SUKABUMI — Pemerintah Kabupaten Sukabumi melalui Dinas Kesehatan mematangkan strategi keberlanjutan Program Keluarga SIGAP (Keluarga Siaga Dukung Kesehatan Siap Hadapi Masa Depan), yang bertujuan melindungi anak-anak usia bawah dua tahun (baduta) dari penyakit yang dapat dicegah.

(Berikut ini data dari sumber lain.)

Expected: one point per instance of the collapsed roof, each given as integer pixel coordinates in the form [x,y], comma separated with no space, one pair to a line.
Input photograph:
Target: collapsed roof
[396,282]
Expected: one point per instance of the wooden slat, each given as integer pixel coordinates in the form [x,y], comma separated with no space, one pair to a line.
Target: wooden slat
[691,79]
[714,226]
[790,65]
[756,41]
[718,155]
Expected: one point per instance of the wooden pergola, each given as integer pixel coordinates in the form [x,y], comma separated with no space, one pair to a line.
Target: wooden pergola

Program ini menjadi topik utama dalam Focus Group Discussion (FGD) yang digelar di Kota Sukabumi pada Rabu (23/07). Kegiatan tersebut menghadirkan berbagai pemangku kepentingan dari lintas sektor, di antaranya perwakilan pemerintah pusat, mitra pembangunan, akademisi, dan unsur desa.
“Keluarga SIGAP mengusung semangat menjadikan setiap keluarga sebagai garda terdepan dalam menjaga kesehatan anak,” ujar Sekretaris Dinas Kesehatan Kabupaten Sukabumi, Andi Rahman, saat memberikan sambutan dalam acara tersebut.
Program SIGAP menekankan tiga perilaku kunci: imunisasi rutin sesuai jadwal, kebiasaan mencuci tangan pakai sabun, serta pemberian makanan bergizi dan camilan sehat yang sesuai usia anak. Sejak diluncurkan pada April 2025, program ini telah diterapkan di 42 puskesmas dan menjangkau 284 desa di Kabupaten Sukabumi.